After visiting La Posada on our recent trip to Arizona and having returned home with Chef John Sharpe’s La Posada’s Turquoise Room Cookbook, today I made their signature soup. While I’m generous with my own recipes, I don’t transcribe the copyrighted materials of others, so no recipes will follow. Really two soups, a black bean soup and a cream of corn soup garnished with chili cream sauce. I started last night soaking the black beans. This morning, I roasted a couple of red bell peppers and baked some loaves of half whole wheat bread. I used most of the roasted pepper for the chili cream sauce.

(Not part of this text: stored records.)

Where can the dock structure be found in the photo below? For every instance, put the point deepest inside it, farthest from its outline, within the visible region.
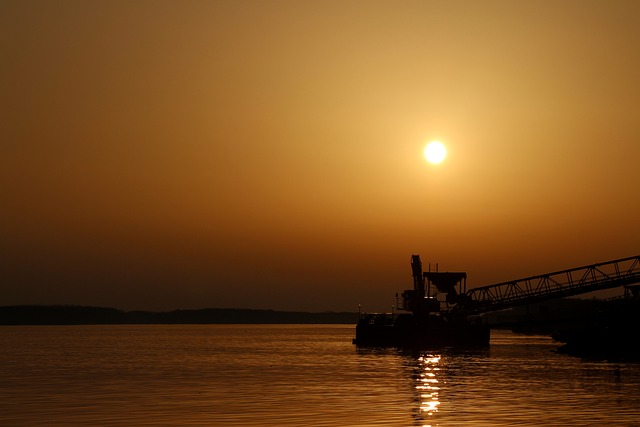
(559, 284)
(440, 312)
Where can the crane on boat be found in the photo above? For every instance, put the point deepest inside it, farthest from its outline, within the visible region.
(528, 290)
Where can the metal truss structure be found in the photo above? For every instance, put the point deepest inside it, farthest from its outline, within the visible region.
(576, 281)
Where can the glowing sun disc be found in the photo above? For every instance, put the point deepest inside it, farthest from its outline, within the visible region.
(435, 152)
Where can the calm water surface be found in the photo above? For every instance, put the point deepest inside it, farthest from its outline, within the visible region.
(301, 375)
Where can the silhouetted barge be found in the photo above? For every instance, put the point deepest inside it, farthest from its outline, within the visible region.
(431, 319)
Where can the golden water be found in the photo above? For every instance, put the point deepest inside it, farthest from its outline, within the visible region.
(297, 375)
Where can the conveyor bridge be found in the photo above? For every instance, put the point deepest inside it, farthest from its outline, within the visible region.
(565, 283)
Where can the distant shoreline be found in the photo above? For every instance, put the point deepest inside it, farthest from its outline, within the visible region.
(86, 315)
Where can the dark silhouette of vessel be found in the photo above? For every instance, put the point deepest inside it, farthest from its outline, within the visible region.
(429, 319)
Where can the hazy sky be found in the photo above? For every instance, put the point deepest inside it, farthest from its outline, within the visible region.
(268, 154)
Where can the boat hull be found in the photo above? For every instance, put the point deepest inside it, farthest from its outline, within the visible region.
(411, 332)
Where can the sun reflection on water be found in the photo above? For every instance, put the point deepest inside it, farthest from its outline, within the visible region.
(428, 384)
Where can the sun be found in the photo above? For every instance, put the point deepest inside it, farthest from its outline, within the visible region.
(435, 152)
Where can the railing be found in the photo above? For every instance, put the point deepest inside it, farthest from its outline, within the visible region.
(559, 284)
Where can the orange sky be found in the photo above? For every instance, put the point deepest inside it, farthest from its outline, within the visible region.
(268, 154)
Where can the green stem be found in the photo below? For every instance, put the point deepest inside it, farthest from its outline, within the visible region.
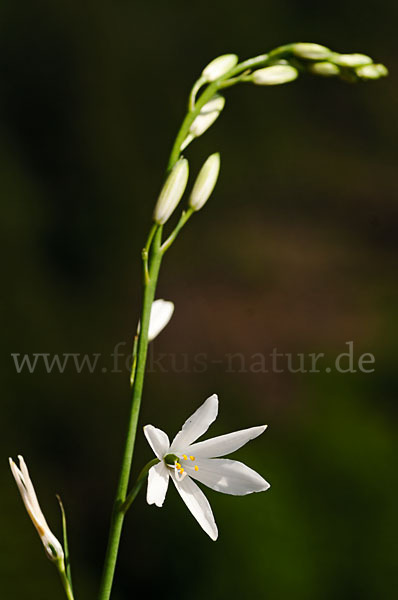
(65, 582)
(183, 219)
(121, 494)
(138, 484)
(212, 88)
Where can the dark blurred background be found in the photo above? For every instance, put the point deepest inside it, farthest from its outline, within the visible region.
(296, 250)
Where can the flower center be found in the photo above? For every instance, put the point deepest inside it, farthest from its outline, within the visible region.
(174, 461)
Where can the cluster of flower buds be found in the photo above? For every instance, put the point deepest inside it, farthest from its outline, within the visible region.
(318, 60)
(176, 183)
(324, 62)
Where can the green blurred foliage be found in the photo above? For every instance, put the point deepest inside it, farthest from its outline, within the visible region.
(296, 250)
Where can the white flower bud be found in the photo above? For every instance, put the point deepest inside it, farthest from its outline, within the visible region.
(274, 75)
(51, 545)
(205, 182)
(219, 66)
(172, 192)
(372, 71)
(351, 60)
(324, 68)
(205, 119)
(161, 313)
(311, 51)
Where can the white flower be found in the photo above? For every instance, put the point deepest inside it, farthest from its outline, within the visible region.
(185, 460)
(205, 119)
(219, 66)
(351, 60)
(161, 313)
(51, 545)
(205, 182)
(311, 51)
(274, 75)
(172, 192)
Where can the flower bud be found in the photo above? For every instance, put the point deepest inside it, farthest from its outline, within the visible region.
(205, 119)
(205, 182)
(172, 192)
(51, 545)
(274, 75)
(351, 60)
(161, 313)
(371, 71)
(219, 66)
(324, 68)
(311, 51)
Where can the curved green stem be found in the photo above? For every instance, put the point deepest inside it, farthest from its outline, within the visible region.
(186, 215)
(118, 512)
(195, 107)
(65, 582)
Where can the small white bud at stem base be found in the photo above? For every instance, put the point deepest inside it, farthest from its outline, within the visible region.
(205, 182)
(311, 51)
(219, 66)
(161, 313)
(275, 75)
(172, 192)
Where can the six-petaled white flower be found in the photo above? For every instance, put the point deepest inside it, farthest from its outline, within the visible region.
(184, 460)
(51, 545)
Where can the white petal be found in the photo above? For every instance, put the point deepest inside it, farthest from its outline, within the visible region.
(196, 425)
(227, 476)
(161, 313)
(52, 546)
(198, 504)
(158, 481)
(158, 440)
(225, 444)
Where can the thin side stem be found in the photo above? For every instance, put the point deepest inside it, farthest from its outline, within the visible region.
(118, 513)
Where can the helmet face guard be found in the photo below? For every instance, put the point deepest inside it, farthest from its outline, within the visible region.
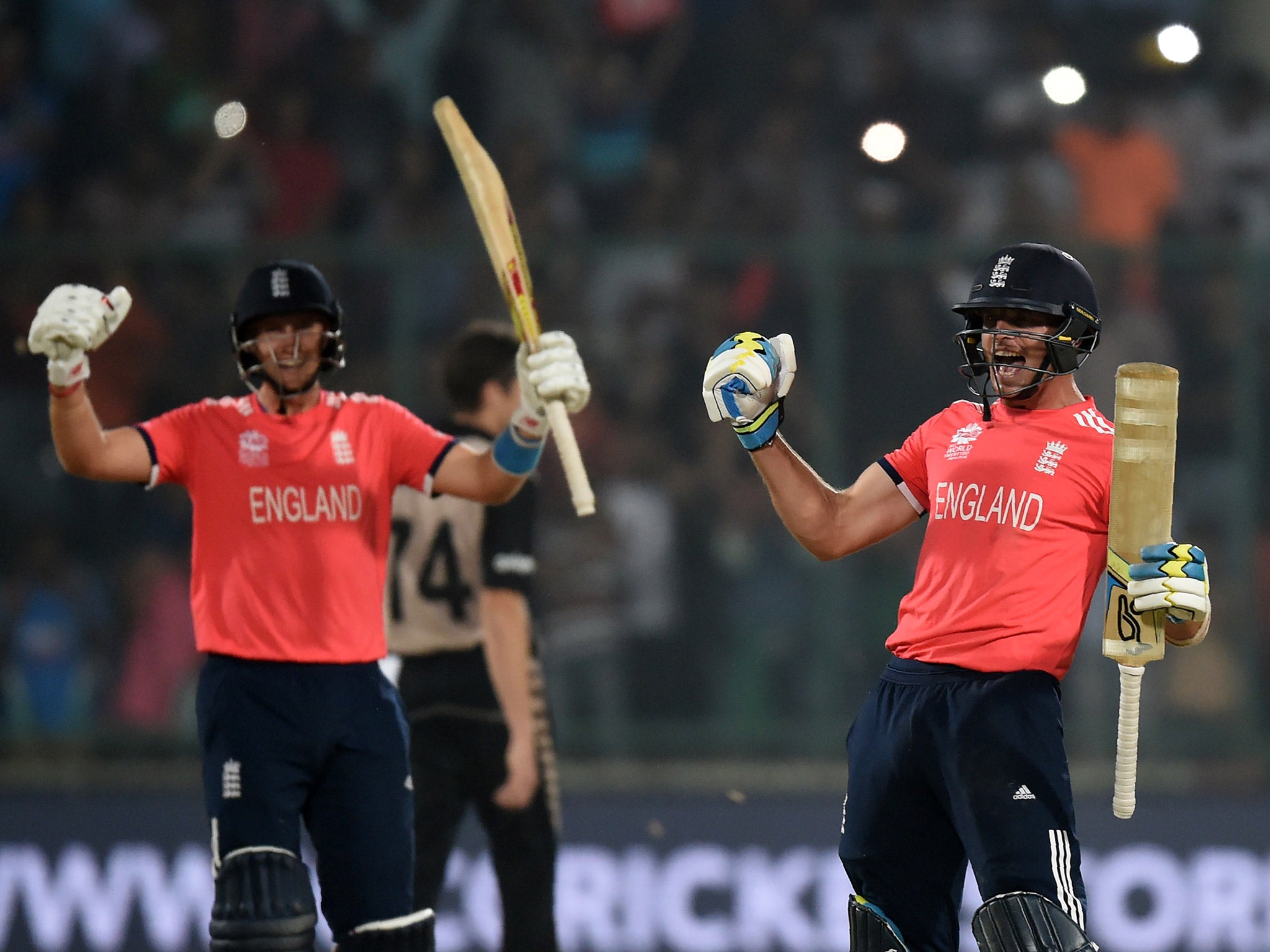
(251, 362)
(1066, 350)
(285, 287)
(1041, 280)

The recipe wasn’t specific about the amount of salt, so I’d add a little and taste it, using three or four clean spoons to taste it as I adjusted the seasoning. D. mentioned that it wasn’t quite as brightly colored as he remember the sauce being at the restaurant and indeed, it wasn’t as bright as the picture in the cookbook either. That was the first of many signs that most of this dish would be better accomplished some time between July when local corn is at its prime and September when the local peppers are at their peak.

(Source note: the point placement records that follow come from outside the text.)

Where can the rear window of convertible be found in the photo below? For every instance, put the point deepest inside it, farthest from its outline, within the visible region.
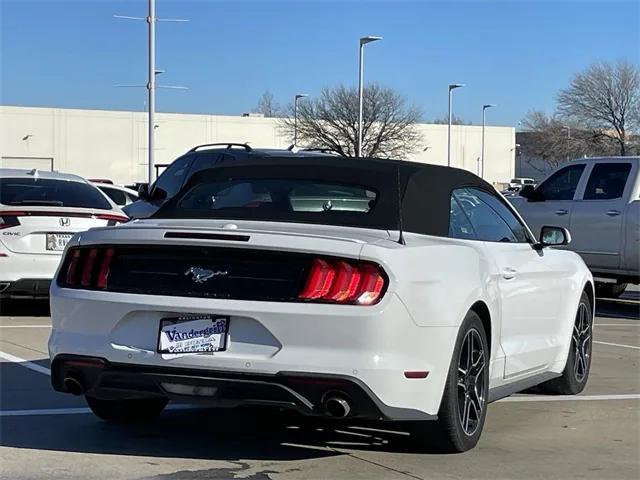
(275, 198)
(50, 192)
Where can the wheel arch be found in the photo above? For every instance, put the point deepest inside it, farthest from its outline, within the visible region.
(589, 289)
(482, 310)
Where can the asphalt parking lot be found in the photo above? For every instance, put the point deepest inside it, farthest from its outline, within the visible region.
(44, 434)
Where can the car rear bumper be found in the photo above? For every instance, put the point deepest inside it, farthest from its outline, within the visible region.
(305, 392)
(375, 345)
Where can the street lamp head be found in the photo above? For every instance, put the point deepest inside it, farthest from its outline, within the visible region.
(369, 39)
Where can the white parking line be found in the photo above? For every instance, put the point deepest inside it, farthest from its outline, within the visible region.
(617, 345)
(572, 398)
(636, 324)
(558, 398)
(25, 363)
(25, 326)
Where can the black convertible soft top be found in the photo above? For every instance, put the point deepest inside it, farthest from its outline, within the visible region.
(422, 192)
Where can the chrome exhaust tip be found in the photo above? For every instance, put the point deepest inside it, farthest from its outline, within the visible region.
(73, 386)
(337, 407)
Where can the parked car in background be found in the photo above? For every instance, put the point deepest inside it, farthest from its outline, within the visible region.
(39, 213)
(516, 184)
(520, 182)
(344, 288)
(201, 157)
(598, 200)
(121, 196)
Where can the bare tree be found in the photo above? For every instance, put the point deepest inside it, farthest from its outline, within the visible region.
(267, 105)
(331, 121)
(554, 140)
(605, 98)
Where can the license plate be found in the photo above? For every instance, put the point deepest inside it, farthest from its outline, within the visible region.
(193, 333)
(58, 241)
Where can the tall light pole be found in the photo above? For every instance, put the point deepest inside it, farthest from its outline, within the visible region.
(363, 42)
(151, 86)
(484, 109)
(151, 83)
(452, 87)
(295, 116)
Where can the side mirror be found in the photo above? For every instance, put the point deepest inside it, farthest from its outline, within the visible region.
(529, 192)
(143, 191)
(553, 237)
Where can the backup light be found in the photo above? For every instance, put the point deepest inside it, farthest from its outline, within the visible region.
(343, 282)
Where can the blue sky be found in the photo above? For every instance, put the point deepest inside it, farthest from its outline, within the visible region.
(517, 54)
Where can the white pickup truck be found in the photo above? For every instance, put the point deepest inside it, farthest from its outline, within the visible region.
(598, 200)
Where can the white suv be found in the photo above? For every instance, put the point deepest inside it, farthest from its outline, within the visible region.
(39, 213)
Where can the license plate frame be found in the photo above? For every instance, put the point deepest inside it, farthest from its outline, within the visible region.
(184, 324)
(60, 239)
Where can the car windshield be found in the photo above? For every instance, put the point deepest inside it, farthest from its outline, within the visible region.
(51, 192)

Most of the time, I treat recipes more like suggestions than following them to the letter, but in this case I did everything as written, mainly because I wanted the consistency of the two soups to be similar so that they could be ladled into the same dish side by side and not mix. I even used white onion in both soups rather than the yellow onions that I’m more likely to have around.

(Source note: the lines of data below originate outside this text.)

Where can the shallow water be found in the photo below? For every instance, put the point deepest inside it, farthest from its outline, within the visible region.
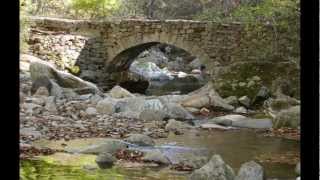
(235, 147)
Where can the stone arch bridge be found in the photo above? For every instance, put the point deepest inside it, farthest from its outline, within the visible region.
(110, 46)
(207, 41)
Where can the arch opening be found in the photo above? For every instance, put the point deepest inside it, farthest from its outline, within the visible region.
(158, 69)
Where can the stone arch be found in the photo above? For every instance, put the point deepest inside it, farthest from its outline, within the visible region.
(118, 55)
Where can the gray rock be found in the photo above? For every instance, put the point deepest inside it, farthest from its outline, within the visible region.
(42, 91)
(244, 100)
(250, 171)
(139, 104)
(108, 146)
(156, 156)
(171, 98)
(36, 100)
(280, 103)
(214, 169)
(288, 118)
(227, 120)
(140, 139)
(69, 93)
(152, 115)
(107, 106)
(190, 159)
(119, 92)
(127, 114)
(91, 111)
(262, 95)
(176, 126)
(152, 104)
(105, 160)
(192, 110)
(241, 110)
(254, 123)
(88, 75)
(149, 70)
(94, 99)
(214, 126)
(41, 69)
(176, 111)
(298, 168)
(205, 97)
(32, 109)
(51, 104)
(56, 90)
(30, 132)
(232, 100)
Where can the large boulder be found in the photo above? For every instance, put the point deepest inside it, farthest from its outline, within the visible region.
(205, 97)
(176, 111)
(227, 120)
(107, 106)
(105, 160)
(216, 168)
(232, 100)
(250, 171)
(119, 92)
(140, 139)
(39, 69)
(152, 115)
(156, 157)
(194, 160)
(149, 70)
(288, 118)
(176, 126)
(139, 104)
(244, 100)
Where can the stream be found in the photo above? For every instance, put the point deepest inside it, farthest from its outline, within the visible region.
(236, 147)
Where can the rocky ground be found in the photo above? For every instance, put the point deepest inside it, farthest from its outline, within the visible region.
(56, 105)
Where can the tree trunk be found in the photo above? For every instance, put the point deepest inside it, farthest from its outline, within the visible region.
(150, 9)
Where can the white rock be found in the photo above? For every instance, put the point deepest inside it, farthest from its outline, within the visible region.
(91, 111)
(244, 100)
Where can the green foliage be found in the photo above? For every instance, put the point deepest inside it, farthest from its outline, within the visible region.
(94, 9)
(272, 11)
(24, 28)
(272, 28)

The black bean soup had easily half a dozen spices in it, all of which I found in my well-stocked spice drawer, but some of which I would not have thought to put in a black bean soup. This is a really good soup and subsequent times that I make it, I’ll definitely double the recipe. I think the black bean soup will show up regularly on the menu around here. The corn soup was also really good even though I was working with frozen corn and the recipe is simple with few ingredients. I probably wouldn’t make the corn soup other than to put the signature soup together except when local corn is wonderful and plentiful in the summer. There is a pretty good amount of heavy cream in the corn soup, so if you care what the saturated fat police have to say, which I don’t, don’t make this soup. If it makes you feel any better, there’s very little fat in the black bean soup.
We’d used the regular blender for the black bean soup, so we used the immersion blender for the corn soup. Because of the corn kernels, I’d either use the regular blender for the corn soup, or even more likely, I’d prepare the black bean soup the day before so I can use the regular blender for both soups. Another reason for making the black bean soup a day ahead and reheating it the next day is that it was difficult to get everything blended and heated back up all at the same time in a home kitchen. I did have to add more water to the black bean soup to make sure that the soups were of the same consistency.
Ladling them into a soup bowl simultaneously went well. I’d never done this before, but one of my favorite cookbooks that I’ve had for 20 years mentions serving two soups in one bowl, so the concept wasn’t new to me. D. did mention that the bowls we usually use aren’t as wide as the bowls they use in the Turquoise Room and with a bit of planning, we could have pulled the fancier bowls out of storage and the presentation would have been more impressive. I also didn’t make their signature letters in the top of the soup with the chili cream sauce, choosing just to draw more random squiggles.
Since we have the whole cookbook and not just the recipes for the soup, D. teased me earlier today about what his choices for entrée might be. Only one choice today my friend… Salad with salmon, the rest of the roasted red pepper that I didn’t need for the cream sauce, yellow bell pepper, mushrooms, a green onion, an avocado, some red cabbage and a dressing made from the juice of a lime, salt, pepper, olive oil and some of the chili cream sauce.